Tableaux et Totems
par Robert P. Barsanti
J'ai été vexé par un placard. A l'intérieur, au sol, des amas de vêtements, de papiers, de chapeaux, de maillots de bain et une cinquantaine de chaussures d'une forme ou d'une autre. Aux murs, sur diverses étagères, se trouvent des vases, des assiettes, des plats et des boîtes en carton avec des outils spécifiques dont nous n'avons plus besoin. Je ne sais pas si la machine à bulles automatique est strictement nécessaire à cette étape de ma vie
Mais ces objets me taxent, ils me vexent. Tous ces éléments ont un intérêt émotionnel qui s’est accru d’année en année. Des raquettes adaptées à un enfant de dix ans ne seront peut-être pas nécessaires aux pieds d'un enfant de vingt et un ans. Surtout si l’on considère la faible probabilité de neige ici dans le meilleur des hivers modernes.

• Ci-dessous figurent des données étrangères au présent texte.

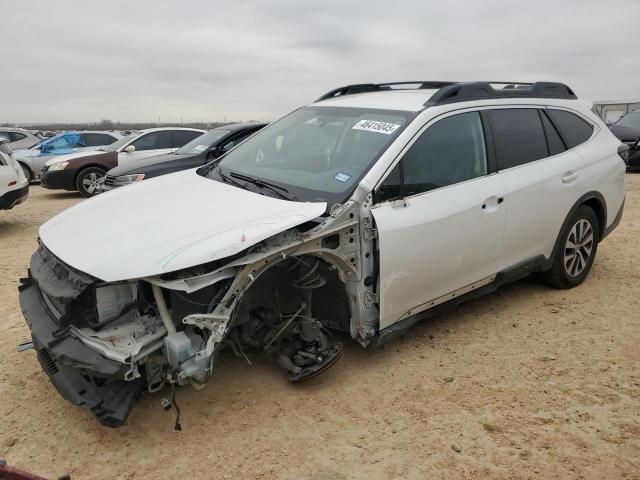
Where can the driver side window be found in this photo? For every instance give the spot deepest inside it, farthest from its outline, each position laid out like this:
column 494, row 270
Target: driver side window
column 450, row 151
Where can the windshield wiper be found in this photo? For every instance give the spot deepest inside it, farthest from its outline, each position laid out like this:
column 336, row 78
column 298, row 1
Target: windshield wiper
column 277, row 189
column 225, row 178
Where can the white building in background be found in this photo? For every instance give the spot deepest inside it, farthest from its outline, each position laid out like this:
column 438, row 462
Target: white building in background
column 611, row 111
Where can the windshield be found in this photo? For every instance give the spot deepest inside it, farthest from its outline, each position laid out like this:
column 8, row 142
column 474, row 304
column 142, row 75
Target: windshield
column 115, row 146
column 630, row 120
column 317, row 153
column 203, row 142
column 45, row 141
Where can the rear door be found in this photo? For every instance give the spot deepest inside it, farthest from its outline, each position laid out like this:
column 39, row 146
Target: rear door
column 439, row 217
column 540, row 176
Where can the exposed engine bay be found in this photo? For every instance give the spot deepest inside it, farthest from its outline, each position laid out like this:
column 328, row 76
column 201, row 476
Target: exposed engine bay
column 103, row 344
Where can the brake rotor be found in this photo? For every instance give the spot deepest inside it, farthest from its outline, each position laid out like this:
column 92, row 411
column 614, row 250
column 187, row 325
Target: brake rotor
column 333, row 355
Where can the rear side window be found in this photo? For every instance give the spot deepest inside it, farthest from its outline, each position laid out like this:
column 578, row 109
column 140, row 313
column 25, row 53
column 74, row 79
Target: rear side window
column 182, row 137
column 15, row 136
column 574, row 130
column 153, row 141
column 554, row 141
column 97, row 139
column 518, row 136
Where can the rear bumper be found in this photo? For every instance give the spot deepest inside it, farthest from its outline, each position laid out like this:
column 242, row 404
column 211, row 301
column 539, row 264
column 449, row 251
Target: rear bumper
column 58, row 180
column 14, row 197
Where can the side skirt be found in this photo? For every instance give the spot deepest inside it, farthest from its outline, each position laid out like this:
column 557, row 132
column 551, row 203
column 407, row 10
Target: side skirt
column 535, row 264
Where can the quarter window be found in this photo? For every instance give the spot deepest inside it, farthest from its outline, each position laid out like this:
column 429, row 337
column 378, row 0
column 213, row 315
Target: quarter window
column 153, row 141
column 554, row 141
column 518, row 136
column 574, row 130
column 15, row 136
column 182, row 137
column 450, row 151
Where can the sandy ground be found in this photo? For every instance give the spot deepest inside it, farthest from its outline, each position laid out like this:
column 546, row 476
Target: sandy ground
column 529, row 382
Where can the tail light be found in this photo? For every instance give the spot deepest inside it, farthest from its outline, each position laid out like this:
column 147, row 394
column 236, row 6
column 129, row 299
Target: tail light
column 623, row 151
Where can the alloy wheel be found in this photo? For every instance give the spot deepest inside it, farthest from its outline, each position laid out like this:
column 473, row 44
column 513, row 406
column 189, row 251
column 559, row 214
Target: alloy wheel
column 578, row 248
column 92, row 182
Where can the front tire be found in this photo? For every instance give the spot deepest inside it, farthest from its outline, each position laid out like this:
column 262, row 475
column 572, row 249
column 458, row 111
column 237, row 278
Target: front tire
column 27, row 172
column 89, row 181
column 575, row 251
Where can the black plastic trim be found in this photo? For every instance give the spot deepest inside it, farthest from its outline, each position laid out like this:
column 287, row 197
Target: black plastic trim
column 615, row 223
column 465, row 92
column 535, row 264
column 583, row 199
column 377, row 87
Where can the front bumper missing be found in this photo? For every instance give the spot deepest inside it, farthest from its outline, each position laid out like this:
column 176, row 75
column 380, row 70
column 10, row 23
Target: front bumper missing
column 79, row 373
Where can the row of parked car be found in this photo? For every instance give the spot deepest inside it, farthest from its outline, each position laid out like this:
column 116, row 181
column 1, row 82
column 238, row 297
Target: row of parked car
column 80, row 160
column 91, row 162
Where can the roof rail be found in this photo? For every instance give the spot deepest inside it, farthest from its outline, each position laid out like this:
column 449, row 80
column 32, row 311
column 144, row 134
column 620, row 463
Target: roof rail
column 376, row 87
column 465, row 92
column 452, row 92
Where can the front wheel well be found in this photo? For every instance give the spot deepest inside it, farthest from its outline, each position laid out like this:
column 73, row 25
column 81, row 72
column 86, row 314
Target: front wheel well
column 84, row 167
column 24, row 165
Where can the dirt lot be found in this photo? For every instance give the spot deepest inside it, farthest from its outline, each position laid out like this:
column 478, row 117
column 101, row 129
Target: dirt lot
column 526, row 383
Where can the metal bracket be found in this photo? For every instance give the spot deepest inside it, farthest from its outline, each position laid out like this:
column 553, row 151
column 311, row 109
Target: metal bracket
column 370, row 233
column 371, row 298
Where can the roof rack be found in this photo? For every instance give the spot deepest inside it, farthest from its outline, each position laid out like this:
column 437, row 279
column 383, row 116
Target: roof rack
column 465, row 92
column 376, row 87
column 453, row 92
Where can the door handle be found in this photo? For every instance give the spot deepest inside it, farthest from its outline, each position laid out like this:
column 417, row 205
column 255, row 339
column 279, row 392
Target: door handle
column 492, row 202
column 569, row 177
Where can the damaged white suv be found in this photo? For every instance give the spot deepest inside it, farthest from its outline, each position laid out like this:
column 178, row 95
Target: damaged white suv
column 375, row 206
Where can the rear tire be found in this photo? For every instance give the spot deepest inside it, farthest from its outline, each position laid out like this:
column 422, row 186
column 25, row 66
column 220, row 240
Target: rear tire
column 89, row 181
column 575, row 250
column 27, row 172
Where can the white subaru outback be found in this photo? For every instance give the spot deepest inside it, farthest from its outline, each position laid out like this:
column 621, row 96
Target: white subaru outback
column 363, row 212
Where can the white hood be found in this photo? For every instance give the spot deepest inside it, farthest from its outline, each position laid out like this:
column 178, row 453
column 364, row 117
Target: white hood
column 166, row 224
column 70, row 156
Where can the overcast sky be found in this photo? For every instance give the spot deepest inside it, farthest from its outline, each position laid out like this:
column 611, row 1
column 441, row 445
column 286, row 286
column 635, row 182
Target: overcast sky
column 209, row 60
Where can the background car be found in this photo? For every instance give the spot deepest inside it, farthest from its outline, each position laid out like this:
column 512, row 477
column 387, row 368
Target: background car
column 18, row 138
column 14, row 187
column 33, row 159
column 199, row 151
column 86, row 171
column 627, row 129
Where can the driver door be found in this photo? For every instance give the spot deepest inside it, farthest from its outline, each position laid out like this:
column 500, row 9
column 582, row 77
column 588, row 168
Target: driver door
column 440, row 219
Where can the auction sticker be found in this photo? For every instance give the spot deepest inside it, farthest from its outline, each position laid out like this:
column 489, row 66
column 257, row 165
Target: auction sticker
column 375, row 126
column 341, row 177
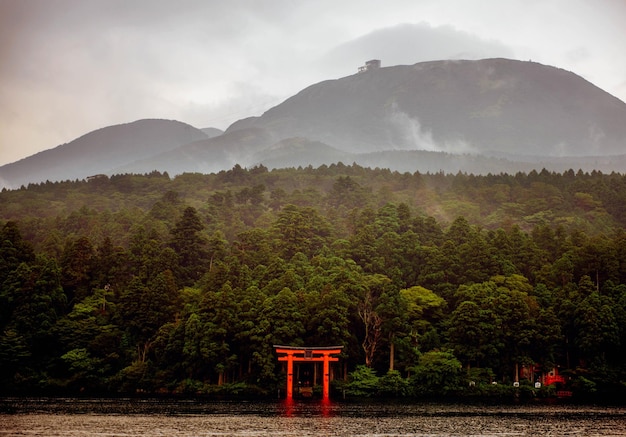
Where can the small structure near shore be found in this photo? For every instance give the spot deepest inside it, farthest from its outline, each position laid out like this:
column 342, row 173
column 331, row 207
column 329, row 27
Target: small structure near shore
column 292, row 354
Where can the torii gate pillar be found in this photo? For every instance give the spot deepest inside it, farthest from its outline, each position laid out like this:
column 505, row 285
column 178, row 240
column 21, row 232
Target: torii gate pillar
column 293, row 354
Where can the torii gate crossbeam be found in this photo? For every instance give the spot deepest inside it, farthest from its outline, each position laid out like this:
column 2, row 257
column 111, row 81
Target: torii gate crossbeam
column 292, row 354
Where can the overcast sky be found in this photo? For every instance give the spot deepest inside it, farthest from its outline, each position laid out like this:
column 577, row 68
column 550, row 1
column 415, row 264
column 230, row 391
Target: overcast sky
column 68, row 67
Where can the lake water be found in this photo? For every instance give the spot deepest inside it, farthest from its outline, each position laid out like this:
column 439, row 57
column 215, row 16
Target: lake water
column 153, row 417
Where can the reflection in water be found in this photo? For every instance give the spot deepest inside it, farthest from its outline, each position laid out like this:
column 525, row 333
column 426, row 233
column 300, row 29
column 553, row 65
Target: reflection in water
column 155, row 417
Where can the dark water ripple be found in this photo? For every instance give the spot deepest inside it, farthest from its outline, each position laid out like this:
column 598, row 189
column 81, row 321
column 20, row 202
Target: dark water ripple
column 69, row 417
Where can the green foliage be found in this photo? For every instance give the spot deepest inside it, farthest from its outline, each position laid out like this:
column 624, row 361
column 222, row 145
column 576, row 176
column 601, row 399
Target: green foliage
column 363, row 382
column 437, row 372
column 183, row 284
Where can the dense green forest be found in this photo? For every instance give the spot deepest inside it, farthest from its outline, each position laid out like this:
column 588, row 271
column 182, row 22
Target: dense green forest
column 434, row 284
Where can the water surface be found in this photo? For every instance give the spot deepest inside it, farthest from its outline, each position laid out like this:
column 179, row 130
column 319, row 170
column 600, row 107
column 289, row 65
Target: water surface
column 156, row 417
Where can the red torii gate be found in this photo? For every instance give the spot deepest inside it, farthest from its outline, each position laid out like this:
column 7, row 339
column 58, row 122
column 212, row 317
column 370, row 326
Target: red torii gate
column 293, row 354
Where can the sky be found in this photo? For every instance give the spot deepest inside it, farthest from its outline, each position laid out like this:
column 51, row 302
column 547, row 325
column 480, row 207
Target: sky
column 68, row 67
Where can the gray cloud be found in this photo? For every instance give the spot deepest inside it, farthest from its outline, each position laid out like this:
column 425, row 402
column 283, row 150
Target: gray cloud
column 71, row 66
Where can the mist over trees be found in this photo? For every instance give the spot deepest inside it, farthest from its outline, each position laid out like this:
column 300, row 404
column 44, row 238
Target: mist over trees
column 146, row 283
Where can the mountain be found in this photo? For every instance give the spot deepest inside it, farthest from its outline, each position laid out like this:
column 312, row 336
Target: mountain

La plupart de ces objets ont été marinés au cours de l'histoire. Toucher l’un des totems, c’est être rappelé à une autre époque où il fallait des bottes de neige et où l’air était rempli de bulles de savon. Jeter la machine à bulles, ou même l'envoyer dans une nouvelle maison à la friperie de l'hôpital, revient en quelque sorte à effacer les fêtes d'anniversaire de Lawrence Welk de la jeunesse des garçons. Maintenant piqué, je l'ai remis sur une étagère.
Comme beaucoup, j’ai été blessé par la lente érosion du temps. D'une manière ou d'une autre, lors du passage de la maison à l'appartement puis à la tombe, presque toutes les décorations de Noël de la famille ont été réduites en poussière. Nous avons pu sauver ses paquets de Minestrone desséchés, les barres de chocolat Toblerone à moitié mangées et les bonbons « durs » en verre taillé. Mais tous les ornements qui ont survécu à notre enfance tumultueuse ont disparu au gré du vent et de la marée. À mesure que je vieillis et que ma mémoire est devenue surchargée et indolente, je compte de plus en plus sur les totems pour me souvenir. C'est pourquoi je n'arrive pas à envoyer les petits bonnets de ski en tricot au Take It Or Leave It.
Récemment, j'ai attendu un taco avec un de mes anciens élèves de l'époque de Noriega, Oliver North et Bel Biv Devoe. Sa vie n'avait pas été facile ; il s'était éloigné de Nantucket, avait trouvé des rochers auxquels s'accrocher à l'autre bout du pays et était enfin capable de se tenir debout. Entre-temps, sa mère avait été transférée au Island Home pour son dernier séjour. Il revint la chercher et vida enfin le hangar de stockage. Maudit par un billet d'avion, il a dû abandonner presque tous les totems de son enfance et ne revenir qu'avec tout ce qu'il pouvait mettre dans ses poches. De toutes les choses qu'il déplorait d'avoir envoyées à la friperie de l'hôpital, une petite table de chevet faite à la main restait dans le placard de son esprit.
Au cours de ses années de lycée, alors qu'il se heurtait aux murs des cours de mathématiques, d'histoire et d'anglais, il s'est retrouvé installé dans un atelier de menuiserie. Il n'était pas seul. Toutes sortes d’étudiants, pour la plupart des hommes, ont trouvé leur concentration avec un marteau à la main et non un crayon. Pour tous ces garçons, le projet final était une petite table haute de 30", avec un tiroir et un plateau de 20" x 20". La table demandait au moins autant d'énergie et de concentration qu'une représentation du Songe d'une nuit d'été ou des preuves de Ptolémée.
Comme pour la plupart des défis éducatifs passionnants, les notes sont secondaires par rapport au temps et à la frustration. Si vous faisiez un mauvais calcul sur les jambes écartées, elles vacilleraient et s'effondreraient dans une flaque de temps, d'énergie et de sciure de bois perdus. Chaque étape de réalisation a nécessité humilité et collaboration. Il fallait se remettre de son mauvais état et aller voir comment le joueur de hockey sur gazon de première année avait résolu le problème du tiroir. Même lorsque vous aviez réussi les grandes choses, vous deviez poncer, vous deviez balayer et vous deviez comprendre comment vous aviez foiré. Tout le monde dans la classe pouvait voir comment vous alliez. Leurs yeux faisaient le travail de l’examen final.
L’étudiant savait qu’il pouvait entrer chez des charpentiers nés sur l’île et qu’il trouverait une version antérieure de ce même tableau. Aujourd'hui encore, l'une de ces tables contient la lampe de lecture de maman, la collection de magazines du dentiste ou une boîte à outils rouillée au sous-sol. Pour entrer dans la confrérie des bâtisseurs, pour être accueilli par les accomplis et les artisans, il fallait réaliser cette table.